At that moment, I became a visionary and prophet. Because of my wide-angle view, I could see what was going to happen before it happened. I knew that Dolly and Kaia were destined to meet on the road sometime in the next thirty seconds, joyously whining and wagging and sniffing each other’s bottoms. It was as if the future had been laid out on a spatial plane.
When spiritual teachers talk about consciousness, they’re not talking about the kind of barely conscious existence that marks so much of our lives—like when I find myself grabbed by the news and not able to notice that my jaw is painfully clenched. Consciousness, in spiritual terms, is a quality of attention. It is non-reactive: attention is not taken bysomething, but rather given to something. Paying attention becomes a matter of choice, rather than something that happens to me. This form of attention is work. What it means right now is that I have to choose to concentrate on writing, instead of checking my email or getting up for a cup of tea or any other of the millions of distractions the world offers.
Those millions of distractions can seem awfully important. I will confess that I spent much of yesterday glued to a news feed about the impeachment of D. Trump in the U.S. Congress. As the mess of the world continues unabated—which it always does—I expect that there will other days when I find my attention well and thoroughly grabbed. When I descend into mechanical being rather than a focused point of attention.
But most days I fight this unconscious behaviour, because it puts me down at doggy-eye-level.
When I’m in the world of consciousness-grabbing stuff, I can’t see any further than the road that rises in front of me. It becomes impossible to imagine anything other than what what’s right ahead. There’s no future different from the present that I see down here at ground level.
But when we rise up taller than a dog, so to speak—when we free ourselves from being grabbed, when we calm down and look out over the landscape—life takes on a different quality. If our standpoint is geological time, we are just one of the millions of species that come and go. From the historical view, civilizations rise and fall. From a cosmic perspective, we see the endless creativity of the universe. And from the vantage point of the shimmering depths of Oneness, we simply dwell in the love that connects everything, regardless.
BUT…there’s something more than just a bigger perspective at work, when you’re taller than a dog. This new vantage point also allows us to think about causality in a different way.
In normal, dog’s-eye-view world, life progresses along in a linear fashion. “A” happens, which causes “B”, which causes “C.” Causality is linear. It is simply the way things are.
But notice, please, when you’re up above and can see more broadly—like I was on that winter morning last week—how the centre becomes causal. From the taller-than-a-dog perspective, it is the inevitable tail-wagging meeting which drew each dog from their own warm home to run down a cold, dark street. The centre of the story exerted an influence which moved the players. This was no linear accident, but a concentric design.
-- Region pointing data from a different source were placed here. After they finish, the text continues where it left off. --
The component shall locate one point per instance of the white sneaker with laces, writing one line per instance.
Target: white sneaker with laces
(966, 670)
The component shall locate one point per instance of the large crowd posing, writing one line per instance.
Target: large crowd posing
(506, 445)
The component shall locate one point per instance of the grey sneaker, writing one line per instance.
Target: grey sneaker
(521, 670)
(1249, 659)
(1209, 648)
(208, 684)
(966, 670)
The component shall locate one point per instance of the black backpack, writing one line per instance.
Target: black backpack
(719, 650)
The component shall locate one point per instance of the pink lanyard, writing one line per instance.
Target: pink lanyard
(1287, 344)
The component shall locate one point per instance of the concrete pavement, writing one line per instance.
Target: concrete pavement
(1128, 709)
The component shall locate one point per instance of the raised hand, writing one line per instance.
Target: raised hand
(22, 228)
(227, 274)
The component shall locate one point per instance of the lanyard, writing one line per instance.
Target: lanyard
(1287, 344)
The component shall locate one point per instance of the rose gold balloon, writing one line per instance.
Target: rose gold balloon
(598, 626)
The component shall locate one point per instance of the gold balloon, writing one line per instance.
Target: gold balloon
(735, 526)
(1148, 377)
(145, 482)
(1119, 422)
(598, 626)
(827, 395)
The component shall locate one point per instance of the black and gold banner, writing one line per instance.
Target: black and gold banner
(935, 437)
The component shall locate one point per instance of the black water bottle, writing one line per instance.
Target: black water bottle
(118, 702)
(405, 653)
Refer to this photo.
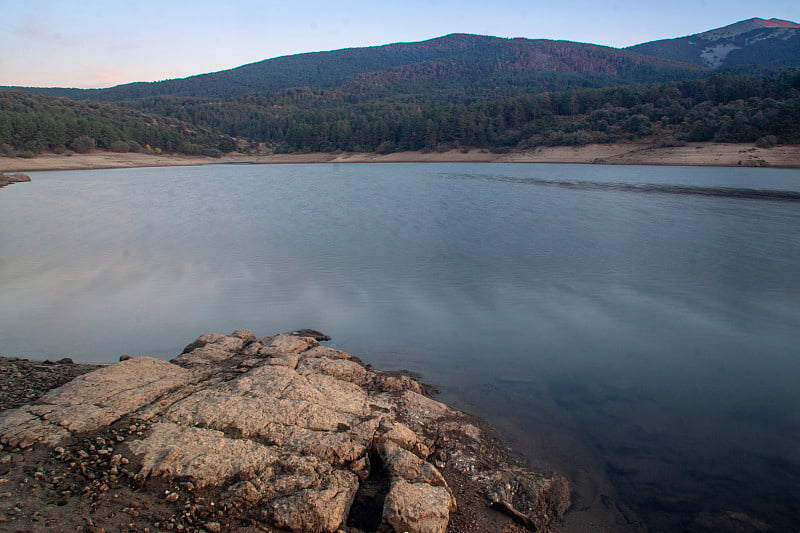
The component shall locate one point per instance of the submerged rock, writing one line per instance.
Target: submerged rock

When we see from this viewpoint, it makes a different kind of sense of the incredibly messy world in which we are living. From taller-than-a-dog perspective, the transformation of the world of which so many of us dream is exerting a strong magnetic influence. There is a sense of being drawn forward rather than pushed from behind. Our longing for a more just world pulls us toward deeper commitment; even as the world goes up in flames and people behave so badly, we are tugged more deeply into love of these people, this biosphere. As we struggle toward some collective magnitude of consciousness—a new level of evolution—it seems like that new consciousness is reaching back to help us.
This perspective helps me make sense of the profound disturbances we’re experiencing right now. Resistance to change always becomes stronger as change becomes more inevitable. We have to go through a kind of hell to be willing to chance the next transformation. That’s certainly been true for me, individually; and I am inclined to think that the collective “us” functions in much the same way. It’s terrifying, giving up the way we understand the world; few of us do it graciously. Yet we are inexorably tugged along.
So: it’s a good time to remind ourselves where we want to stand and what we see from that graced lookout. The view does not exempt us from our humanity, from suffering the sorrows of these days and the hard work required to bring things right. But knowing that we are being drawn forward allows us to find the flow, to surf the currents pulling us toward that central causality. From this perspective, we can quit worrying about where things are going and simply play our part as lovers of the whole grand and awful mess of things.